It is widely accepted that botnets pose one of the most significant threats to the Internet. For the most part, this belief has been supported by the conjecture that at any moment in time, there is a large collection of well-connected compromised machines that can be coordinated to partake in malicious activities at the whim of their botmaster(s). Indeed, the potential threat of botnets comprising several hundred thousands bots has recently captured the headlines of the press [11,18], but the question of size itself, continues to be a point of debate among the research community.

In particular, the question of how we arrive at size estimates, or more importantly, just what they mean, remains unanswered. As a case in point, while earlier studies (e.g.,  [4,5,14]) have proposed a number of techniques to measure the size of botnets, they provide very inconsistent estimates. For example, while Dagon et al. [5] established that botnet sizes can reach 350,000 members, the study of Rajab et al. [14] seems to indicate that the effective sizes of botnets rarely exceed a few thousand bots. Clearly, something is amiss.

In this paper, we attempt to shed light on the question of botnet membership. Our study primarily focuses on IRC botnets because of their continuing prominence in the Internet today. Specifically, we survey a number of techniques for determining botnet membership and examine the different views they generate. As we show later, the inconsistency among the resulting outcomes is largely tied to the counting techniques being used, and does not necessarily reflect a change in underlying activity during the time that these studies were undertaken. For example, one of the botnets we tracked appeared to consist of 48,500 bots over the entire tracking period. However, if we examine the bots that simultaneously appeared on the bot server in question, the size does not exceed 3,000 bots. At a high level, this suggests that expecting a single definitive answer to the question of botnet membership is unreasonable. Instead, ``botnet size'' should be a qualified term that includes the specifics of the counting method, its caveats, and the context in which the measurements are relevant.

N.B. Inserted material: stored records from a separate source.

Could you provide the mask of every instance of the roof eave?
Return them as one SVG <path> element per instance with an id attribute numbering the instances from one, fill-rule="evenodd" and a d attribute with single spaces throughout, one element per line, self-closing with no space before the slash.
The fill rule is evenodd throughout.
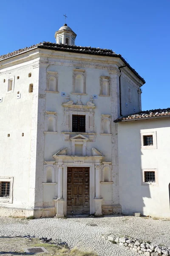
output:
<path id="1" fill-rule="evenodd" d="M 19 53 L 17 53 L 14 55 L 12 55 L 12 56 L 9 56 L 8 57 L 7 57 L 6 58 L 4 58 L 0 59 L 0 61 L 5 61 L 5 60 L 7 60 L 11 58 L 13 58 L 13 57 L 16 57 L 16 56 L 18 56 L 19 55 L 20 55 L 21 54 L 23 54 L 24 53 L 26 53 L 28 52 L 30 52 L 31 51 L 32 51 L 32 50 L 34 50 L 38 48 L 37 46 L 36 46 L 35 47 L 31 48 L 31 49 L 28 49 L 28 50 L 26 50 L 26 51 L 24 51 L 22 52 L 19 52 Z"/>
<path id="2" fill-rule="evenodd" d="M 115 123 L 119 122 L 129 122 L 130 121 L 141 121 L 142 120 L 147 120 L 148 119 L 156 119 L 157 118 L 161 118 L 162 117 L 170 117 L 170 115 L 167 115 L 166 116 L 150 116 L 150 117 L 141 117 L 141 118 L 136 118 L 132 119 L 118 119 L 115 120 L 113 122 Z"/>

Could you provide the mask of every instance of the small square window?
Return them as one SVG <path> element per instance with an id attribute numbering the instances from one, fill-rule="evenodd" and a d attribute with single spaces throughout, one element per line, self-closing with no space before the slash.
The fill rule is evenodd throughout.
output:
<path id="1" fill-rule="evenodd" d="M 155 182 L 155 172 L 144 172 L 144 182 Z"/>
<path id="2" fill-rule="evenodd" d="M 142 169 L 142 185 L 156 186 L 158 185 L 157 169 Z"/>
<path id="3" fill-rule="evenodd" d="M 152 146 L 153 145 L 153 135 L 144 135 L 143 140 L 144 146 Z"/>
<path id="4" fill-rule="evenodd" d="M 141 149 L 157 148 L 156 131 L 149 129 L 141 131 Z"/>
<path id="5" fill-rule="evenodd" d="M 8 181 L 0 182 L 0 197 L 9 198 L 10 183 Z"/>
<path id="6" fill-rule="evenodd" d="M 85 132 L 85 116 L 73 115 L 72 131 Z"/>
<path id="7" fill-rule="evenodd" d="M 8 80 L 8 91 L 9 92 L 12 90 L 12 79 L 9 79 Z"/>

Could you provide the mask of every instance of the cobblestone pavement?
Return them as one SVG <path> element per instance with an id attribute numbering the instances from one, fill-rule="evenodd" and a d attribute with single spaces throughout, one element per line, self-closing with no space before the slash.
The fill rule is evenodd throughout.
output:
<path id="1" fill-rule="evenodd" d="M 96 224 L 91 226 L 91 224 Z M 25 220 L 0 218 L 0 236 L 27 235 L 52 238 L 71 247 L 96 252 L 100 256 L 137 256 L 137 253 L 102 238 L 112 233 L 170 246 L 170 220 L 133 216 Z"/>

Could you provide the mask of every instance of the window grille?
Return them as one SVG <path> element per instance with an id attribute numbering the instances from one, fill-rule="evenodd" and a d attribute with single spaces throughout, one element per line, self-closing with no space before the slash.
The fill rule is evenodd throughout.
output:
<path id="1" fill-rule="evenodd" d="M 153 136 L 145 135 L 144 136 L 144 145 L 151 146 L 153 145 Z"/>
<path id="2" fill-rule="evenodd" d="M 85 132 L 85 116 L 73 115 L 72 131 Z"/>
<path id="3" fill-rule="evenodd" d="M 9 198 L 10 183 L 6 181 L 0 182 L 0 197 Z"/>
<path id="4" fill-rule="evenodd" d="M 155 172 L 144 172 L 144 182 L 155 182 Z"/>

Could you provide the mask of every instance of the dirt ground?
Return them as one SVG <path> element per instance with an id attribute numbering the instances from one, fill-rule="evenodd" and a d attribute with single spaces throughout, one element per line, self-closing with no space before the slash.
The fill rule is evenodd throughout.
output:
<path id="1" fill-rule="evenodd" d="M 91 253 L 82 252 L 76 248 L 70 250 L 68 248 L 51 243 L 41 243 L 40 239 L 23 237 L 0 237 L 0 255 L 32 255 L 34 253 L 25 252 L 24 248 L 32 247 L 44 247 L 48 253 L 36 253 L 42 256 L 97 256 Z M 35 255 L 36 255 L 35 254 Z"/>

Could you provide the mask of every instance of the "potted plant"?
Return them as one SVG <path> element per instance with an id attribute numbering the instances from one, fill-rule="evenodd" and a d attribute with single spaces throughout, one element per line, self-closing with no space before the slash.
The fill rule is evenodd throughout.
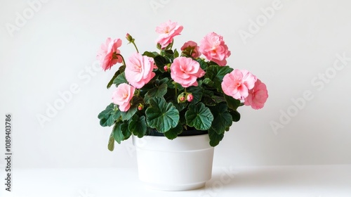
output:
<path id="1" fill-rule="evenodd" d="M 116 87 L 112 103 L 98 115 L 101 126 L 113 126 L 108 149 L 132 136 L 140 179 L 164 190 L 203 186 L 238 108 L 261 108 L 268 96 L 256 75 L 227 65 L 230 51 L 215 32 L 173 49 L 183 29 L 171 20 L 157 27 L 158 51 L 140 52 L 127 34 L 136 50 L 127 59 L 120 39 L 107 38 L 97 56 L 104 70 L 121 64 L 107 84 Z"/>

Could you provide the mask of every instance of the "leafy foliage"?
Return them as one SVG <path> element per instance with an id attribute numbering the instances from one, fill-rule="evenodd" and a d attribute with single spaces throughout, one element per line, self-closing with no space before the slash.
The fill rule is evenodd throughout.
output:
<path id="1" fill-rule="evenodd" d="M 131 40 L 133 43 L 134 39 Z M 176 139 L 184 131 L 206 130 L 208 132 L 209 144 L 216 146 L 232 122 L 240 120 L 237 108 L 243 105 L 242 101 L 225 95 L 221 87 L 223 77 L 233 69 L 201 58 L 193 58 L 189 53 L 178 52 L 172 49 L 173 44 L 164 49 L 157 44 L 159 52 L 143 53 L 143 56 L 153 58 L 155 76 L 144 87 L 136 89 L 127 111 L 121 112 L 112 103 L 98 115 L 101 126 L 113 126 L 108 141 L 110 151 L 114 150 L 114 141 L 121 144 L 132 134 L 141 138 L 151 130 L 169 139 Z M 173 80 L 170 67 L 178 57 L 192 58 L 205 71 L 203 77 L 197 78 L 198 86 L 185 88 Z M 107 88 L 112 84 L 118 87 L 122 83 L 128 84 L 125 68 L 124 63 L 109 82 Z"/>

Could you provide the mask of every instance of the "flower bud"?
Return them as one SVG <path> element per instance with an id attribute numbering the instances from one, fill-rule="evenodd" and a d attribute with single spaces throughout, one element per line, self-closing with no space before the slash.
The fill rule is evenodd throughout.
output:
<path id="1" fill-rule="evenodd" d="M 134 42 L 134 39 L 129 34 L 127 33 L 127 34 L 126 35 L 126 39 L 129 42 Z"/>
<path id="2" fill-rule="evenodd" d="M 141 103 L 140 103 L 139 106 L 138 106 L 138 110 L 142 110 L 143 108 L 144 108 L 144 106 L 142 105 Z"/>
<path id="3" fill-rule="evenodd" d="M 192 94 L 189 93 L 187 95 L 187 100 L 188 102 L 191 102 L 194 99 L 194 96 L 192 96 Z"/>

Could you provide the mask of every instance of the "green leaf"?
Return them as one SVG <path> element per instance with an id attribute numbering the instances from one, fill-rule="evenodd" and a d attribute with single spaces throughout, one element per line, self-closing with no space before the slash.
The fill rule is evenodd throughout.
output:
<path id="1" fill-rule="evenodd" d="M 118 143 L 121 144 L 121 141 L 124 139 L 124 136 L 123 135 L 121 130 L 121 122 L 116 122 L 113 127 L 113 138 Z"/>
<path id="2" fill-rule="evenodd" d="M 144 115 L 138 117 L 134 115 L 129 124 L 129 130 L 133 134 L 140 138 L 146 134 L 146 121 Z"/>
<path id="3" fill-rule="evenodd" d="M 111 134 L 110 134 L 107 148 L 110 150 L 110 151 L 113 151 L 113 150 L 114 149 L 114 139 L 113 138 L 113 132 L 112 132 Z"/>
<path id="4" fill-rule="evenodd" d="M 128 81 L 126 79 L 126 74 L 124 73 L 124 72 L 122 72 L 121 75 L 118 75 L 117 77 L 116 77 L 116 79 L 113 80 L 113 84 L 116 84 L 117 87 L 120 84 L 124 84 L 124 83 L 128 84 Z"/>
<path id="5" fill-rule="evenodd" d="M 178 134 L 183 132 L 183 125 L 182 124 L 178 124 L 177 127 L 171 129 L 169 131 L 165 132 L 164 136 L 169 139 L 173 139 L 178 136 Z"/>
<path id="6" fill-rule="evenodd" d="M 213 115 L 208 108 L 202 103 L 189 105 L 185 113 L 187 125 L 198 130 L 208 130 L 211 127 Z"/>
<path id="7" fill-rule="evenodd" d="M 149 100 L 150 106 L 146 109 L 146 122 L 149 127 L 164 133 L 177 126 L 179 111 L 172 103 L 167 103 L 163 97 Z"/>
<path id="8" fill-rule="evenodd" d="M 174 55 L 173 55 L 173 59 L 179 57 L 179 52 L 177 51 L 177 49 L 174 49 Z"/>
<path id="9" fill-rule="evenodd" d="M 150 57 L 150 58 L 154 58 L 156 56 L 158 56 L 159 53 L 157 52 L 150 52 L 150 51 L 145 51 L 144 53 L 143 53 L 143 56 Z"/>
<path id="10" fill-rule="evenodd" d="M 200 64 L 200 67 L 202 70 L 206 70 L 207 68 L 207 63 L 204 59 L 197 58 L 196 61 Z"/>
<path id="11" fill-rule="evenodd" d="M 223 139 L 224 134 L 218 134 L 215 131 L 208 130 L 208 136 L 210 137 L 211 146 L 216 146 L 218 145 L 220 141 Z"/>
<path id="12" fill-rule="evenodd" d="M 121 115 L 122 116 L 122 120 L 127 120 L 132 117 L 132 116 L 135 114 L 138 110 L 137 105 L 131 105 L 131 108 L 127 111 L 121 111 Z"/>
<path id="13" fill-rule="evenodd" d="M 197 103 L 201 101 L 202 98 L 202 94 L 204 93 L 204 89 L 200 86 L 194 87 L 192 86 L 187 88 L 187 92 L 192 94 L 194 99 L 191 101 L 192 103 Z"/>
<path id="14" fill-rule="evenodd" d="M 233 110 L 236 110 L 241 104 L 240 100 L 235 99 L 230 96 L 227 96 L 227 94 L 224 94 L 224 99 L 225 99 L 225 101 L 227 101 L 228 107 Z"/>
<path id="15" fill-rule="evenodd" d="M 131 132 L 129 131 L 128 125 L 129 124 L 127 121 L 124 122 L 121 125 L 121 130 L 124 136 L 123 140 L 128 139 L 131 136 Z"/>
<path id="16" fill-rule="evenodd" d="M 177 108 L 177 110 L 178 111 L 181 111 L 183 109 L 185 109 L 187 106 L 187 104 L 188 104 L 187 102 L 178 103 L 177 101 L 173 101 L 173 102 L 172 102 L 172 103 L 173 103 L 173 106 L 176 107 L 176 108 Z"/>
<path id="17" fill-rule="evenodd" d="M 212 96 L 211 98 L 213 99 L 217 103 L 225 102 L 225 99 L 223 96 Z"/>
<path id="18" fill-rule="evenodd" d="M 174 52 L 172 50 L 166 50 L 164 51 L 164 56 L 170 59 L 173 59 L 174 56 Z"/>
<path id="19" fill-rule="evenodd" d="M 117 108 L 117 106 L 111 103 L 106 109 L 102 111 L 98 115 L 100 119 L 100 125 L 102 127 L 110 127 L 113 125 L 114 121 L 118 120 L 121 116 L 121 111 Z"/>
<path id="20" fill-rule="evenodd" d="M 164 72 L 164 65 L 171 63 L 165 57 L 160 56 L 160 55 L 155 56 L 154 58 L 154 63 L 156 63 L 156 65 L 157 65 L 159 70 L 160 70 L 161 72 Z"/>
<path id="21" fill-rule="evenodd" d="M 146 93 L 145 102 L 147 102 L 149 99 L 153 97 L 162 97 L 166 94 L 166 93 L 167 93 L 168 79 L 164 78 L 163 80 L 163 80 L 163 82 L 160 82 L 158 86 L 151 89 L 147 91 L 147 93 Z"/>
<path id="22" fill-rule="evenodd" d="M 227 110 L 227 104 L 220 103 L 210 108 L 210 110 L 215 117 L 210 130 L 214 131 L 218 134 L 224 134 L 225 128 L 232 126 L 233 122 L 232 115 Z"/>
<path id="23" fill-rule="evenodd" d="M 205 103 L 207 106 L 216 106 L 217 105 L 216 100 L 211 97 L 204 96 L 202 100 L 204 101 L 204 103 Z"/>
<path id="24" fill-rule="evenodd" d="M 227 65 L 219 66 L 217 65 L 211 65 L 206 70 L 205 78 L 209 78 L 214 82 L 215 87 L 219 92 L 222 91 L 222 81 L 223 77 L 227 73 L 231 72 L 233 69 Z"/>
<path id="25" fill-rule="evenodd" d="M 202 83 L 209 86 L 210 87 L 213 87 L 215 86 L 215 83 L 209 78 L 204 79 L 204 80 L 202 80 Z"/>
<path id="26" fill-rule="evenodd" d="M 240 113 L 237 110 L 230 110 L 229 113 L 230 113 L 230 115 L 232 115 L 232 119 L 233 120 L 234 122 L 238 122 L 239 120 L 240 120 Z"/>

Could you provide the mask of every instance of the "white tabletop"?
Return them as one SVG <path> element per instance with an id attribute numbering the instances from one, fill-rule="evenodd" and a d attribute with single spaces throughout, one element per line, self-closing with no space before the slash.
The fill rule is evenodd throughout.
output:
<path id="1" fill-rule="evenodd" d="M 149 189 L 135 168 L 13 169 L 12 179 L 0 196 L 351 196 L 351 165 L 214 167 L 206 187 L 186 191 Z"/>

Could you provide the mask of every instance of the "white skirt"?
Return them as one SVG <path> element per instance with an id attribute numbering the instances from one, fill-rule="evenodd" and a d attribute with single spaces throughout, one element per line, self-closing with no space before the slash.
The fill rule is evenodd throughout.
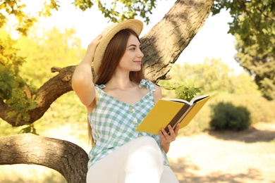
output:
<path id="1" fill-rule="evenodd" d="M 87 174 L 87 183 L 178 183 L 156 140 L 138 138 L 96 162 Z"/>

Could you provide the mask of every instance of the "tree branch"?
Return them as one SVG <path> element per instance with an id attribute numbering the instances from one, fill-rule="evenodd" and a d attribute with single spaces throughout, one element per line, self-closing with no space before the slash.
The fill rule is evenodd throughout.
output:
<path id="1" fill-rule="evenodd" d="M 89 160 L 80 146 L 32 134 L 0 137 L 0 165 L 32 164 L 52 168 L 68 182 L 85 182 Z"/>

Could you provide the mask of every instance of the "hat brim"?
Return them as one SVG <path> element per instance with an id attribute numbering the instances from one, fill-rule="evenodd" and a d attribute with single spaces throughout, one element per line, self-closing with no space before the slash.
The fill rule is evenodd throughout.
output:
<path id="1" fill-rule="evenodd" d="M 135 31 L 138 35 L 140 35 L 143 29 L 143 23 L 140 20 L 130 19 L 118 24 L 114 24 L 109 27 L 102 32 L 103 37 L 94 53 L 93 67 L 96 74 L 98 73 L 105 50 L 116 34 L 121 30 L 130 29 Z"/>

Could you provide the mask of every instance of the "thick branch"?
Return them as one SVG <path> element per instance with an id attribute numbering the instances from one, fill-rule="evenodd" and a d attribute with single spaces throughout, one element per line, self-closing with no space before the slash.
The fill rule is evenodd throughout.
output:
<path id="1" fill-rule="evenodd" d="M 85 182 L 88 156 L 80 146 L 31 134 L 0 137 L 0 165 L 33 164 L 52 168 L 68 182 Z"/>
<path id="2" fill-rule="evenodd" d="M 182 51 L 203 26 L 212 0 L 178 0 L 164 18 L 142 37 L 145 77 L 164 79 Z"/>

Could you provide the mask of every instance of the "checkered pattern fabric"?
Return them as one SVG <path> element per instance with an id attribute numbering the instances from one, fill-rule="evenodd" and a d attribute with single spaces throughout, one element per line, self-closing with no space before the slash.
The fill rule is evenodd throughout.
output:
<path id="1" fill-rule="evenodd" d="M 148 93 L 135 105 L 123 103 L 107 94 L 102 90 L 105 87 L 104 84 L 95 87 L 98 91 L 97 105 L 88 114 L 88 119 L 96 144 L 89 153 L 88 168 L 119 146 L 139 137 L 152 137 L 160 146 L 159 135 L 135 131 L 154 105 L 152 92 L 155 89 L 152 82 L 145 80 L 140 82 L 139 87 L 145 87 Z M 166 155 L 161 149 L 164 158 L 164 165 L 169 165 Z"/>

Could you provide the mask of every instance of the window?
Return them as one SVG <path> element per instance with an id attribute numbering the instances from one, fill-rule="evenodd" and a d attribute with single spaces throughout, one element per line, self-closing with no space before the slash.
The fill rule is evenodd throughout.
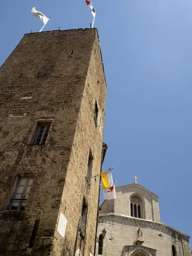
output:
<path id="1" fill-rule="evenodd" d="M 103 236 L 102 234 L 99 237 L 98 254 L 101 255 L 103 250 Z"/>
<path id="2" fill-rule="evenodd" d="M 89 151 L 89 158 L 87 163 L 87 180 L 89 186 L 90 186 L 91 174 L 92 172 L 93 162 L 93 154 L 90 150 Z"/>
<path id="3" fill-rule="evenodd" d="M 177 250 L 174 245 L 172 246 L 172 253 L 173 256 L 177 256 Z"/>
<path id="4" fill-rule="evenodd" d="M 94 110 L 94 119 L 95 119 L 96 125 L 97 125 L 97 118 L 98 117 L 99 109 L 97 106 L 97 102 L 95 102 L 95 109 Z"/>
<path id="5" fill-rule="evenodd" d="M 142 209 L 142 201 L 137 195 L 134 195 L 131 198 L 131 216 L 140 218 L 143 217 Z"/>
<path id="6" fill-rule="evenodd" d="M 85 228 L 86 226 L 87 213 L 87 206 L 84 200 L 83 203 L 82 209 L 81 220 L 81 221 L 80 233 L 84 237 L 85 234 Z"/>
<path id="7" fill-rule="evenodd" d="M 46 141 L 51 123 L 51 122 L 38 122 L 29 144 L 44 145 Z"/>
<path id="8" fill-rule="evenodd" d="M 7 202 L 7 209 L 25 209 L 33 180 L 32 178 L 17 177 Z"/>

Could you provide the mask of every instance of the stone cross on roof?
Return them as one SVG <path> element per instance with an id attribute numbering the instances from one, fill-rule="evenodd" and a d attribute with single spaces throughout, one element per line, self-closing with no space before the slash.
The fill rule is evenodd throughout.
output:
<path id="1" fill-rule="evenodd" d="M 137 179 L 138 179 L 139 178 L 137 178 L 136 175 L 135 175 L 134 177 L 133 177 L 133 178 L 135 179 L 135 182 L 134 183 L 138 183 L 138 182 L 137 181 Z"/>

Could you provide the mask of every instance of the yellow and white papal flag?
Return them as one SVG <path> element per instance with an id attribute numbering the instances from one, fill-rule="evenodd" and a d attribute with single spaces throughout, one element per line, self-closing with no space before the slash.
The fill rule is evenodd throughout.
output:
<path id="1" fill-rule="evenodd" d="M 49 20 L 49 18 L 44 15 L 41 12 L 37 10 L 36 7 L 33 7 L 31 12 L 34 17 L 40 19 L 44 24 L 46 24 Z"/>

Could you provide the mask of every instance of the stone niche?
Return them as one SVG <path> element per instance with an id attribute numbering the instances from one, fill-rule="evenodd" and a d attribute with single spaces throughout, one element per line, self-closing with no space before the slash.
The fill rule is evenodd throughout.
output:
<path id="1" fill-rule="evenodd" d="M 124 256 L 156 256 L 157 250 L 142 245 L 125 245 Z"/>

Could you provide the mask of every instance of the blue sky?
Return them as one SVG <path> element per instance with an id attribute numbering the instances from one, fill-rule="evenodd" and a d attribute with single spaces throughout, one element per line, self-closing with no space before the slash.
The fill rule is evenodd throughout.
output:
<path id="1" fill-rule="evenodd" d="M 192 1 L 92 2 L 108 84 L 104 169 L 118 186 L 137 175 L 160 197 L 161 221 L 192 236 Z M 1 1 L 0 65 L 43 25 L 33 6 L 51 17 L 45 30 L 93 20 L 84 0 Z"/>

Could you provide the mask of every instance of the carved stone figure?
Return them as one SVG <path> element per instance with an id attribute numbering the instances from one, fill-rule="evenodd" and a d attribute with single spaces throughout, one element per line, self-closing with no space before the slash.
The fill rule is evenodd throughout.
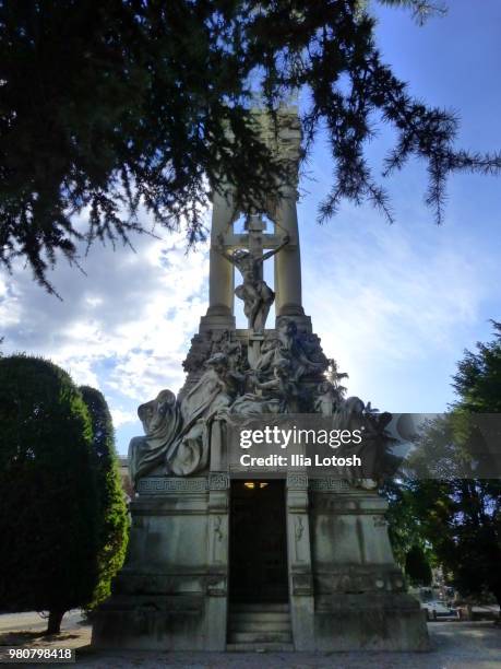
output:
<path id="1" fill-rule="evenodd" d="M 235 294 L 243 301 L 243 313 L 249 320 L 249 328 L 254 332 L 263 331 L 270 308 L 275 300 L 275 293 L 263 279 L 263 262 L 282 250 L 288 243 L 289 237 L 286 235 L 277 248 L 262 255 L 253 254 L 247 248 L 239 248 L 228 254 L 223 247 L 222 238 L 219 246 L 216 247 L 216 250 L 242 275 L 243 283 L 235 289 Z"/>
<path id="2" fill-rule="evenodd" d="M 141 404 L 138 415 L 145 436 L 134 437 L 129 445 L 129 470 L 134 482 L 163 462 L 182 423 L 176 396 L 162 390 L 156 399 Z"/>
<path id="3" fill-rule="evenodd" d="M 315 362 L 308 357 L 294 320 L 283 320 L 279 324 L 274 342 L 263 347 L 257 369 L 266 373 L 274 364 L 284 360 L 289 363 L 290 377 L 295 383 L 299 382 L 305 374 L 324 372 L 327 364 L 326 359 Z"/>
<path id="4" fill-rule="evenodd" d="M 207 371 L 180 402 L 182 430 L 166 455 L 168 474 L 188 476 L 206 469 L 211 443 L 220 439 L 220 422 L 235 399 L 239 379 L 228 359 L 216 353 Z"/>
<path id="5" fill-rule="evenodd" d="M 313 403 L 315 412 L 322 415 L 333 415 L 339 403 L 339 397 L 334 386 L 325 380 L 319 384 L 317 391 L 318 395 Z"/>

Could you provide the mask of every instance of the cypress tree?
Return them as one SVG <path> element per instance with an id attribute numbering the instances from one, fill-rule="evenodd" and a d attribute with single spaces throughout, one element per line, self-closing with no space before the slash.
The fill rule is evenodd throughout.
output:
<path id="1" fill-rule="evenodd" d="M 129 523 L 108 404 L 95 388 L 81 386 L 80 391 L 91 416 L 99 504 L 98 582 L 90 602 L 94 608 L 109 596 L 111 579 L 123 564 Z"/>
<path id="2" fill-rule="evenodd" d="M 0 601 L 49 611 L 47 633 L 96 588 L 98 503 L 87 409 L 40 357 L 0 359 Z"/>

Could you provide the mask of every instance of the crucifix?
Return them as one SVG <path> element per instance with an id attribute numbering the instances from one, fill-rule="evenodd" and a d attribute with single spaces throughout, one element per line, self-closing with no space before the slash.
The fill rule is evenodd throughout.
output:
<path id="1" fill-rule="evenodd" d="M 262 216 L 260 214 L 248 215 L 244 228 L 247 235 L 242 236 L 247 237 L 247 248 L 237 248 L 229 254 L 225 250 L 223 235 L 219 235 L 219 246 L 216 247 L 216 250 L 242 275 L 243 283 L 237 286 L 235 294 L 243 301 L 243 313 L 248 318 L 250 332 L 261 334 L 275 300 L 275 293 L 263 279 L 263 263 L 287 246 L 289 236 L 285 235 L 281 244 L 274 244 L 274 248 L 264 254 L 265 224 Z"/>

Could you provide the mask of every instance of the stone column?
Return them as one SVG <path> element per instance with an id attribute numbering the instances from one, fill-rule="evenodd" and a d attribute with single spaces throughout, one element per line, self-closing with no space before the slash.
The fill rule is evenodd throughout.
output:
<path id="1" fill-rule="evenodd" d="M 228 329 L 235 328 L 234 316 L 234 268 L 220 254 L 214 250 L 219 234 L 227 234 L 235 219 L 235 207 L 231 191 L 226 195 L 214 192 L 210 274 L 208 274 L 208 309 L 202 318 L 200 329 Z"/>
<path id="2" fill-rule="evenodd" d="M 288 234 L 290 243 L 275 257 L 275 309 L 277 316 L 302 316 L 297 191 L 294 186 L 287 186 L 283 193 L 276 211 L 276 234 Z"/>

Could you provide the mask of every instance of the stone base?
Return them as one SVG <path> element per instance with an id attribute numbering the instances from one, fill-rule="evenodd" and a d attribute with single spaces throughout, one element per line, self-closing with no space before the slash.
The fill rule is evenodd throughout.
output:
<path id="1" fill-rule="evenodd" d="M 257 635 L 255 649 L 264 633 L 299 652 L 427 650 L 425 615 L 391 553 L 384 500 L 303 474 L 289 474 L 284 491 L 288 602 L 276 620 L 261 605 L 234 618 L 230 477 L 142 479 L 127 564 L 95 613 L 93 646 L 220 652 Z"/>
<path id="2" fill-rule="evenodd" d="M 342 594 L 315 602 L 314 649 L 429 650 L 419 602 L 406 594 Z"/>

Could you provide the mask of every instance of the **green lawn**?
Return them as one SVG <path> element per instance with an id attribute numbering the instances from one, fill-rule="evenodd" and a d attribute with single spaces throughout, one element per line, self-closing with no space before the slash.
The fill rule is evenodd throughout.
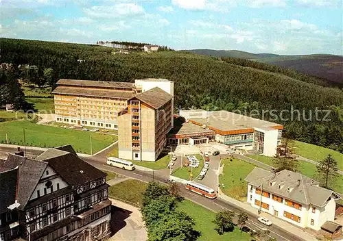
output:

Additionally, we show that the issue of botnet membership extends beyond single botnet considerations in that potential cross-botnet relationships add another challenge to estimating membership. Specifically, our preliminary insights raise questions about the extent to which we can assert that two or more botnets are different, or more importantly, the degree of overlap among the populations of different botnets.

In summary, this paper makes the following contributions: (i) we explore a number of mechanisms (including prior work) for estimating botnet sizes and highlight the challenges associated with each, (ii) we present results of applying these techniques to data derived from a large-scale measurement study and show the extent of the discrepancy between the different size estimates, and (iii) we examine potential hidden structures among botnets we tracked and highlight their implication on determining botnet membership.

The remainder of this paper is organized as follows. Section 2 provides a comprehensive list of botnet size estimation techniques and highlights the challenges associated with each. In Section 3 we present the results of applying these techniques to botnet data collected from a wide-scale monitoring experiment. In Section 4 we examine the existence of hidden structures among the botnets we tracked, while Section 5 discusses related work. We conclude in Section 6 with a discussion about the subtleties associated with counting botnet membership.